Les instances représentatives des banques libanaises ont également dû négocier afin que la BCI assouplisse les modalités d'application de sa décision de novembre 2014 qui impose aux établissements bancaires étrangers présents en Irak d'augmenter leurs capitaux respectifs de 7 millions à 70 millions de dollars, indépendamment du nombre d'agences qu'elles possèdent dans le pays. Une décision « dont les motifs n'ont pas été bien compris par tous les acteurs et qui pourrait devenir vraiment problématique si les tensions entre Bagdad et Erbil atteignaient un point de non-retour », souligne une source bancaire. » Les partenaires de la BCI ont finalement réussi à la convaincre de baisser ce montant à 50 millions de dollars », indique M. Fattouh, avant de préciser que cette mesure doit en principe entrer en vigueur début juin et sera échelonnée sur deux ans, « à moins que la BCI ne consente à décaler son application d'un an comme le demandent certains de ses partenaires ».

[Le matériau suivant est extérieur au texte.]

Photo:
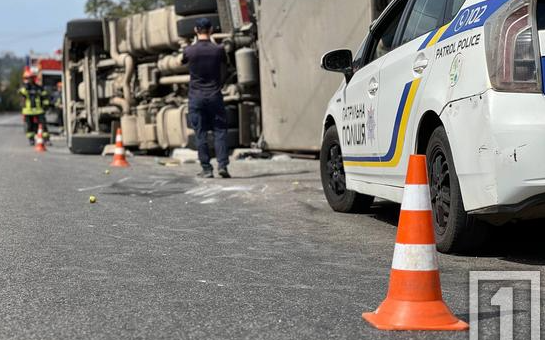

Mais ces difficultés ne devraient pas fortement ébranler les perspectives de développement sur un marché en pleine croissance où l'offre de services bancaires est loin d'être saturée. Selon l'UBA, le secteur bancaire irakien a en effet représenté 9,4 % des parts de marché dans les pays arabes en 2015, contre 6,3 % en 2014. « Les perspectives de développement au niveau régional se confirmeront en Irak, mais aussi en Syrie, dès que la phase de reconstruction aura démarré », souligne M. Andraos.